It seems that anthology format is better suited for Lovecraft's shorter fiction: three short sharp shocks in a row are better than a single one padded for feature legth. This, at least, must be the rationale behind the script written by Andrew G. Morgan based on "The Haunter of the Dark", "The Shunned House" and "The Thing on the Doorstep". His anthology H. P. Lovecraft's Arkham Sanitarium is produced by Survivor Films, an independent film production company based in London, as their first feature-film. The filming of this low budget venture begins in May 2011 (on Friday the 13th!), with the movie planned for release in October 2011. What follows are my impressions of the screenplay.
Briefly and simply put, this is a very, very good script. It is pretty faithful to the stories and the changes are made mostly for dramatic and cinematic purposes. Love and understanding of Lovecraft's stories are evident (no "teens in peril" here), the structure is tight and no time is wasted on unnecessary or extraneous elements. There is no tongue-in-cheek nor wink-wink nudge-nudge nonsense here: just straight horror, in tone and approach similar to the superior anthology Necronomicon (1994). If they come anywhere near it, we should be happy. If they manage to surpass it, we'll have a new modern classic on our hands.
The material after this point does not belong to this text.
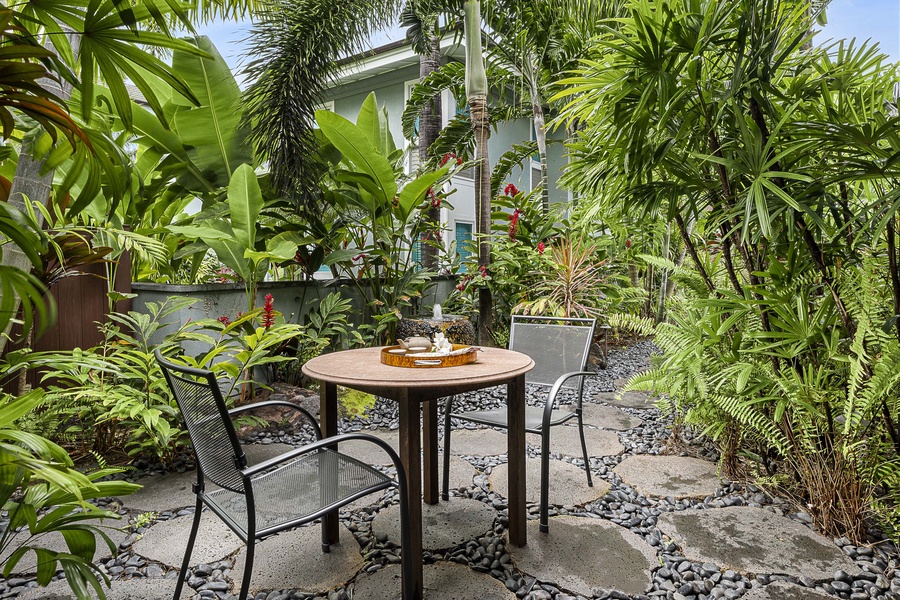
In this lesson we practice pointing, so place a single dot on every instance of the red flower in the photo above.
(435, 199)
(514, 224)
(268, 312)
It is not specific about the period, but it's certainly not contemporary: a character is seen driving a 1950s Sedan, which means this is moved up in time from Lovecraft's 1920s and 1930s, but not enough for our cell-phone, video-cameras and internet age. The wraparound segment deals with a lady reporter who comes to an asylum called Arkham Sanitarium and has a meeting with a dr West (Howard, not Herbert). The following three stories depict the gruesome events which brought three of its inmates to the brink of insanity – and beyond.
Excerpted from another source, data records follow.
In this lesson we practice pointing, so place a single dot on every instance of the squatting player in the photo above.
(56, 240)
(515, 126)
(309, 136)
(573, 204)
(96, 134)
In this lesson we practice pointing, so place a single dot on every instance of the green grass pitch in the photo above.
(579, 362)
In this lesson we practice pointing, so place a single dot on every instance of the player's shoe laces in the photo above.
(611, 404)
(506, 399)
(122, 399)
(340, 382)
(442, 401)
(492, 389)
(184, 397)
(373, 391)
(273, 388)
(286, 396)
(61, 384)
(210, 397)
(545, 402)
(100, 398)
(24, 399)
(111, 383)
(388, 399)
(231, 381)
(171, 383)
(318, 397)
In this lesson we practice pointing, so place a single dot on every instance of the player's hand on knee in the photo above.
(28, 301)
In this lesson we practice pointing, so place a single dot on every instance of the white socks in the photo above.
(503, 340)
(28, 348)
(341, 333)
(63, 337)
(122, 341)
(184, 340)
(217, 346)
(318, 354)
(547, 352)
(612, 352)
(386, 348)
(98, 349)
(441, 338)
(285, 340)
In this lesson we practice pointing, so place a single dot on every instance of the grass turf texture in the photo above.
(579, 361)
All three segments take place in Arkham, fictional New England town based on Lovecraft's Providence. "The Haunter of the Dark" is about a spooky deserted church (or is it?) and a creature which dwells in the darkness. The story is faithfully adapted, except the ending is more elaborate. Whereas Lovecraft liked to confine his most epxlicit horror for the final paragraph, or even sentence – leaving most of it to the imagination – the script shows us not only the story's concluding image of "the three-lobed burning eye" but also the face and jaws of the haunter of the dark, and what they do to an unfortunate character.
"The Shunned House" is one of Lovecraft's best earlier tales, a uniquely creepy tale about a house haunted not by a ghost but by something much, much worse – a malevolent, parasitic entity which sucks out life out of the unsuspecting inhabitants. After numerous deaths the house becomes deserted, when a student and his uncle decide to spend the night in its basement and see if there is anything supernatural behind the strange fungi and yellowish miasma on its floor... This segment is excellent until the end, when the screenplay discards the uncanny and original non-human entity and replaces it with a disappointingly conventional all-too-human element. It's a pity, because it is precisely Lovecraft's ingeniously devised concept that distinguished this particular story from hundreds of similar "haunted house" stories. This change, to my mind, is the only big and serious lapse in the entire script, especially since it brings the conclusion closer to a Tales from the Crypt episode than to genuinely Lovecraftian terror.
"The Thing on the Doorstep" is another story previously not filmed, although there were rumors that Stuart Gordon wanted to do it as a feature. It is the only instance of a Lovecraft tale with a prominent female character, although there's a twist to that, too. To put it vaguely, it deals with a marriage gone horribly wrong due to the influence of the bride's father. Who, by the way, happens to be dead. But, as HPL put it, "that is not dead which can eternal lie, and in strange aeons even death may die." So, as can be seen from these examples, church is hell, family house is hell, marriage is hell, and, obviously, insane asylum is hell. Which all leads to a nice and cheerful ending, Lovecraft style.
It is difficult to predict how this script will turn out: this is the first film from Andrew G. Morgan, the writer and director, his cast is made of mostly unknown actors, and the budget is relatively low for the ambitious concepts which will be done blending CGI and practical make-up EFX. A lot will depend on the DP's (and production designer's) ability to capture the atmosphere that the script provides opportunities for in spades. Also, they're gonna need really good EFX artists for some rather complex visual and make-up effects (and thankfully, the script is not stingy when it comes to Lovecraft's trade-mark body-horror). Anyway, the script, if filmed as written, promises to be a basis for one of the better HPL adaptations out there. Good luck, folks!
Outstanding script review. I can't wait to see this thing made.